There are several statistical tests suites available. I wrote, copied, and otherwise gathered together 120 PRNGs and tested each with a variety of tests suites given 4 hours per PRNG per test suite:
- PractRand (standard, 1 terabyte) found bias in 78 PRNGs
- TestU01 (BigCrush) found bias in 50 PRNGs
- RaBiGeTe (extended, 512 megabit, x1) found bias in 40 PRNGs
- Dieharder (custom command line options) found bias in 25 PRNGs
- Dieharder (-a command line option) found bias in 13 PRNGs
- NIST STS (default, 64 megabit x128) found bias in 11 PRNGs
How many of those were in PRNGs that the other test suites all missed?
- PractRand (standard, 1 terabyte) found 22 unique biases, in a wide variety of categories.
- RaBiGeTe (extended, 512 megabit, x1) found 5 unique biases, all in LCGs and combination LCGs.
- TestU01 BigCrush found 2 unique biases, both in small chaotic PRNGs.
No other test suite found any unique biases.
In short, only PractRand, TestU01, and possibly RaBiGeTe are worth using.
Full disclosure: I wrote PractRand, so either the set of PRNGs or any other non-qualitative measure could be biased in its favor.
Miscellaneous advantages:
- PractRand and TestU01 tend to be the easiest to interpret the output of in my opinion.
- PractRand and Dieharder tend to be the easiest to automate testing for via command line interface I think.
- PractRand and RaBiGeTe were the only ones to support multithreaded testing.

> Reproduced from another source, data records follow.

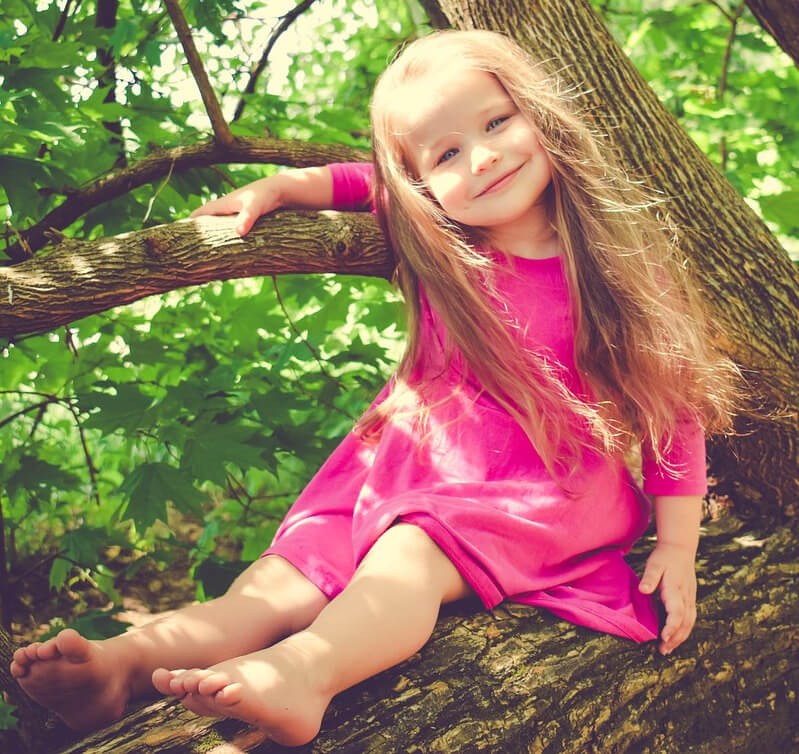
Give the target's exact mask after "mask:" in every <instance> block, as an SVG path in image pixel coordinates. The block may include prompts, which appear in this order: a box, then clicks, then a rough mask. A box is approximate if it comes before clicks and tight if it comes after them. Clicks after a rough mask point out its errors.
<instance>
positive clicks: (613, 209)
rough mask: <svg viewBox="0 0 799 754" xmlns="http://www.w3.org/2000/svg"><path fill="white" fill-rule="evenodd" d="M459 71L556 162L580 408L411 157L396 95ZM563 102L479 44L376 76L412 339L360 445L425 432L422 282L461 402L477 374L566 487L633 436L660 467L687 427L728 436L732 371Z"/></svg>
mask: <svg viewBox="0 0 799 754" xmlns="http://www.w3.org/2000/svg"><path fill="white" fill-rule="evenodd" d="M453 66H460V67H462V68H463V69H464V70H480V71H486V72H488V73H490V74H492V75H494V76H495V77H496V78H497V80H498V81H499V82H500V83H501V84H502V86H503V87H504V88H505V90H506V92H507V93H508V95H509V96H510V97H511V99H512V100H513V101H514V102H515V103H516V105H517V107H518V108H519V111H520V113H521V114H522V116H523V117H525V118H526V119H527V120H528V121H529V122H530V123H531V124H532V125H533V127H534V128H535V129H536V131H537V133H538V136H539V139H540V142H541V144H542V146H543V148H544V149H545V150H546V152H547V153H548V155H549V160H550V165H551V171H552V182H551V184H550V186H549V188H548V189H547V192H548V199H549V202H550V210H551V221H552V223H553V226H554V228H555V230H556V232H557V234H558V236H559V238H560V239H561V243H562V248H563V256H564V259H563V263H564V270H565V274H566V279H567V283H568V287H569V292H570V298H571V302H572V307H573V317H574V324H575V329H576V343H575V351H576V352H575V363H576V365H577V369H578V371H579V374H580V377H581V379H582V380H583V382H584V384H585V386H586V387H587V388H588V393H589V394H591V395H592V396H593V397H594V399H593V400H589V401H587V400H586V399H585V395H582V396H580V395H575V394H574V393H573V392H572V391H571V390H570V389H569V388H568V387H566V385H564V383H563V381H562V379H561V378H560V377H559V375H558V374H557V373H556V370H553V367H552V366H551V365H550V364H548V362H547V361H546V359H544V358H543V357H542V356H541V355H540V354H537V353H535V352H534V351H529V350H526V349H522V348H520V344H519V341H518V340H517V339H515V338H514V337H513V335H512V333H511V332H510V331H509V328H508V326H507V324H505V323H504V322H503V321H502V320H501V318H500V317H499V316H498V313H497V311H496V310H495V309H494V308H492V306H491V304H490V302H489V301H488V297H487V296H486V290H487V289H486V281H488V290H489V292H491V290H492V288H491V280H492V269H493V264H494V262H492V261H491V260H490V258H489V257H488V256H487V255H486V254H485V253H483V252H482V251H481V243H482V242H484V241H485V239H483V238H481V237H480V236H479V235H478V234H477V233H476V232H475V229H473V228H468V227H465V226H460V225H459V224H458V223H456V222H453V221H452V220H450V219H449V218H447V217H446V216H445V215H444V214H443V213H442V211H441V209H440V207H439V206H438V205H437V203H436V202H435V200H434V199H433V198H432V196H431V195H430V193H429V192H428V191H427V190H426V188H425V186H424V185H423V183H422V182H421V180H420V179H419V177H418V175H415V174H414V168H413V166H412V165H411V163H410V161H409V159H408V156H407V155H406V153H405V148H404V144H403V140H402V139H401V138H400V136H399V134H398V130H397V127H396V118H397V115H398V114H399V113H398V112H397V107H398V105H397V102H398V98H397V91H398V89H399V88H400V87H401V86H402V85H403V84H405V83H407V82H411V81H416V80H418V79H420V78H422V77H424V76H425V75H429V74H430V73H434V72H436V71H438V70H448V71H451V70H452V67H453ZM572 99H574V97H573V95H569V96H567V95H565V94H564V93H563V92H562V85H561V84H560V83H559V81H558V80H557V78H556V77H555V76H552V75H549V74H547V73H545V72H544V71H543V70H542V67H541V66H540V65H539V64H537V63H536V62H535V61H534V60H532V59H531V58H530V57H529V56H528V54H527V53H526V52H525V51H524V50H522V49H521V48H520V47H519V46H518V45H516V44H515V43H514V42H512V41H511V40H509V39H508V38H506V37H504V36H502V35H500V34H496V33H494V32H488V31H446V32H438V33H435V34H431V35H430V36H427V37H423V38H421V39H418V40H416V41H415V42H413V43H412V44H410V45H408V46H407V47H406V48H405V49H404V50H403V51H402V53H401V54H400V55H399V56H398V57H397V58H396V59H395V60H394V62H393V63H392V64H391V65H390V66H389V67H388V68H387V69H386V71H385V72H384V73H383V74H382V76H381V77H380V79H379V81H378V83H377V86H376V88H375V91H374V96H373V99H372V107H371V113H372V139H373V149H374V163H375V186H374V191H375V194H374V196H375V203H376V205H377V209H378V217H379V219H380V221H381V223H382V225H383V228H384V231H385V233H386V236H387V239H388V241H389V243H390V245H391V247H392V249H393V251H394V253H395V255H396V258H397V261H398V264H397V273H396V281H397V282H398V284H399V287H400V289H401V290H402V292H403V294H404V296H405V301H406V311H407V319H408V333H409V337H408V343H407V347H406V350H405V353H404V355H403V357H402V360H401V362H400V365H399V367H398V370H397V373H396V375H395V380H394V384H393V386H392V391H391V393H390V394H389V396H388V397H387V398H386V399H385V400H384V401H383V402H382V403H380V404H379V405H377V406H375V407H372V408H371V409H370V410H369V411H368V412H367V413H366V414H365V415H364V416H363V417H362V418H361V420H360V421H359V422H358V424H357V425H356V431H357V432H358V433H359V434H360V435H361V436H362V437H363V438H364V439H365V440H367V441H370V440H375V439H376V438H377V437H379V435H380V433H381V431H382V428H383V426H384V425H385V422H386V421H387V420H389V419H390V418H391V417H392V416H393V415H394V414H396V413H397V412H403V411H404V412H410V413H411V415H413V416H414V417H416V418H418V420H419V421H420V422H421V423H422V425H423V426H424V425H426V421H427V419H428V416H429V410H430V405H431V404H430V401H429V400H428V399H427V394H426V385H425V380H424V378H423V376H424V375H425V374H427V372H428V370H426V368H425V364H426V363H427V361H428V360H429V354H426V353H425V351H424V349H423V348H422V347H421V346H422V332H421V328H422V323H421V321H420V317H421V314H422V305H421V295H420V284H421V285H422V287H423V289H424V293H425V295H426V296H427V298H428V300H429V302H430V304H431V306H432V307H433V309H434V310H435V311H436V312H437V313H438V314H439V316H440V317H441V320H442V321H443V324H444V326H445V330H446V333H447V337H448V341H447V345H446V361H447V363H451V362H452V359H453V358H455V354H460V355H461V356H462V358H463V360H464V361H465V363H466V369H465V370H463V375H462V378H461V381H460V383H459V385H458V386H457V387H456V390H458V389H460V388H462V387H463V385H464V384H465V382H466V380H467V378H471V377H472V376H473V377H476V379H477V380H478V381H479V383H480V385H481V386H482V388H483V389H484V390H485V391H486V392H487V393H489V394H490V395H491V396H492V397H493V398H494V399H495V400H496V401H497V402H498V403H499V404H500V405H501V406H503V407H504V408H505V409H506V410H507V411H508V412H509V413H510V414H511V416H513V418H514V419H516V421H518V422H519V424H520V425H521V426H522V428H523V429H524V431H525V433H526V434H527V436H528V437H529V439H530V441H531V442H532V444H533V446H534V447H535V448H536V450H537V451H538V453H539V455H540V456H541V458H542V460H543V461H544V463H545V464H546V466H547V468H548V469H549V470H550V472H552V473H553V474H555V475H557V476H559V477H562V476H563V475H564V472H565V475H566V476H568V472H569V469H570V468H571V467H572V465H573V464H574V462H575V461H576V459H577V458H578V457H579V456H580V454H581V453H582V451H583V450H584V449H585V448H592V449H596V450H599V451H600V452H603V453H605V454H608V455H613V454H619V453H623V452H625V451H626V450H627V449H628V448H629V446H630V445H631V444H632V443H633V442H634V440H635V439H636V438H640V439H641V440H643V441H644V442H647V444H649V445H650V446H651V447H652V448H653V450H654V454H655V458H656V460H657V461H659V462H660V463H665V459H664V454H666V453H667V452H668V449H669V447H670V444H671V440H672V439H673V438H674V437H675V436H676V435H677V434H678V432H679V424H680V423H681V422H683V421H690V420H694V419H698V420H699V421H700V422H701V423H702V425H703V427H704V428H705V430H706V431H723V430H727V429H728V428H729V427H730V424H731V413H732V409H733V407H734V403H735V390H734V388H733V384H734V381H735V375H736V368H735V366H734V365H733V364H732V362H730V361H729V360H728V359H726V358H725V357H723V356H721V355H720V354H719V353H718V352H717V351H716V350H715V348H714V347H713V346H712V341H711V333H710V328H709V326H708V322H707V319H706V317H705V314H704V311H703V308H702V306H701V304H700V302H699V300H698V297H697V295H696V293H695V291H694V288H693V286H692V285H691V282H690V280H689V279H688V277H687V275H686V270H685V265H684V263H683V262H681V261H680V256H679V254H678V249H677V246H676V240H675V236H674V233H673V231H671V230H669V229H668V228H667V227H664V226H665V222H664V220H663V219H662V218H660V219H659V218H657V217H656V215H655V212H654V211H653V207H654V206H655V203H654V202H653V201H652V198H651V197H650V196H648V195H647V194H645V192H644V191H643V190H642V189H641V188H640V186H639V185H637V184H636V183H634V182H632V181H630V180H629V178H628V177H627V176H626V174H625V173H624V172H623V171H622V170H621V169H620V168H618V167H617V166H616V165H615V163H614V161H613V159H612V158H611V157H610V156H609V155H608V154H606V152H605V150H603V148H602V147H601V145H600V142H599V140H598V138H597V137H596V136H595V135H594V133H592V131H591V129H590V128H589V127H588V126H587V125H586V123H584V122H583V120H581V119H580V118H579V117H577V116H576V115H575V113H574V112H573V110H572V106H571V101H570V100H572ZM453 291H455V292H456V293H457V295H453ZM672 473H675V475H676V473H677V470H676V469H674V470H672Z"/></svg>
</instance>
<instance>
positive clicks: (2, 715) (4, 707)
mask: <svg viewBox="0 0 799 754" xmlns="http://www.w3.org/2000/svg"><path fill="white" fill-rule="evenodd" d="M16 709H17V708H16V707H15V706H14V705H13V704H9V703H8V702H4V701H3V698H2V697H0V730H16V728H17V726H18V725H19V720H17V718H16V713H15V710H16Z"/></svg>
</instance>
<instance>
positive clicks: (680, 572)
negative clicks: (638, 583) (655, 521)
mask: <svg viewBox="0 0 799 754" xmlns="http://www.w3.org/2000/svg"><path fill="white" fill-rule="evenodd" d="M695 552H696V551H695V549H693V548H691V547H685V546H682V545H676V544H669V543H666V542H663V543H659V544H658V545H657V546H656V547H655V549H654V550H653V551H652V554H651V555H650V556H649V558H648V560H647V561H646V568H645V569H644V575H643V577H642V579H641V585H640V586H639V590H640V591H641V592H643V593H644V594H652V593H653V592H654V591H655V589H657V588H658V585H660V599H661V601H662V602H663V606H664V607H665V608H666V625H665V626H664V627H663V631H662V633H661V637H662V639H663V641H661V642H660V647H659V649H660V653H661V654H664V655H667V654H671V652H672V651H673V650H674V649H675V648H676V647H678V646H679V645H680V644H682V643H683V642H684V641H685V640H686V639H687V638H688V636H689V634H690V633H691V630H692V629H693V627H694V623H696V566H695V564H694V560H695V557H696V555H695Z"/></svg>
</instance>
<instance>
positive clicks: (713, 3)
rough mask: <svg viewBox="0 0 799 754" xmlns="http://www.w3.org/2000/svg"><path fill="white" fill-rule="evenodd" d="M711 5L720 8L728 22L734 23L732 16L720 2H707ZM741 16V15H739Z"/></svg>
mask: <svg viewBox="0 0 799 754" xmlns="http://www.w3.org/2000/svg"><path fill="white" fill-rule="evenodd" d="M707 1H708V2H709V3H710V4H711V5H713V6H715V7H716V8H718V9H719V10H720V11H721V12H722V13H723V14H724V16H725V17H726V18H727V20H728V21H732V18H733V16H732V14H731V13H730V12H729V11H728V10H727V9H726V8H725V7H724V6H723V5H722V4H721V3H720V2H718V0H707ZM739 15H740V14H739Z"/></svg>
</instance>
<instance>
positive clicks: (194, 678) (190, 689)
mask: <svg viewBox="0 0 799 754" xmlns="http://www.w3.org/2000/svg"><path fill="white" fill-rule="evenodd" d="M209 675H211V671H210V670H201V669H200V668H193V669H192V670H187V671H186V672H185V673H184V674H183V675H182V676H181V680H182V681H183V688H184V689H186V693H187V694H196V693H197V689H198V688H199V686H200V681H202V680H203V679H204V678H207V677H208V676H209Z"/></svg>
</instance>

Miscellaneous disadvantages:
- PractRand required more bits of input to test than other test suites - could be a problem if your RNG is very slow or otherwise limited on amount of data produced.
- RaBiGeTe and NIST STS both have interface issues.
- Dieharder and NIST STS both have false-positive issues.
- NIST STS had the worst interface in my opinion.
- I could not get Dieharder to compile on Windows. I managed to get TestU01 to compile on windows but it took some work.
- Recent versions of RaBiGeTe are closed-source and windows-only.
The set of PRNGs tested:
The PRNG set includes 1 large GFSR, 1 large LFSR, 4 xorshift type PRNGs, 2 xorwow type PRNGs, 3 other not-quite-LFSR PRNGs. It includes 10 simple power-of-2 modulus LCGs (which discard low bits to reach acceptable quality levels), 10 power-of-2 modulus not-quite-LCGs, and 9 combination generators based primarily around LCGs and not-quite-LCGs. It includes 19 reduced strength versions of CSPRNGs, plus one full strength CSPRNG. Of those, 14 were based upon indirection / dynamic s-boxes (e.g. RC4, ISAAC), four were ChaCha/Salsa parameterizations, and the remaining 2 were Trivium variants. It includes 11 PRNGs broadly classifiable as LFib-type or similar, not counting the LFSRs/GFSRs. The rest (about 35) were small state chaotic PRNGs, of which 10 used multiplication and the others were limited to arithmetic and bitwise logic.
Edit: There is also the test set in gjrand, which is very obscure and a little odd, but actually does extremely well.
Also, all of the PRNGs tested are included as non-recommended PRNGs in PractRand.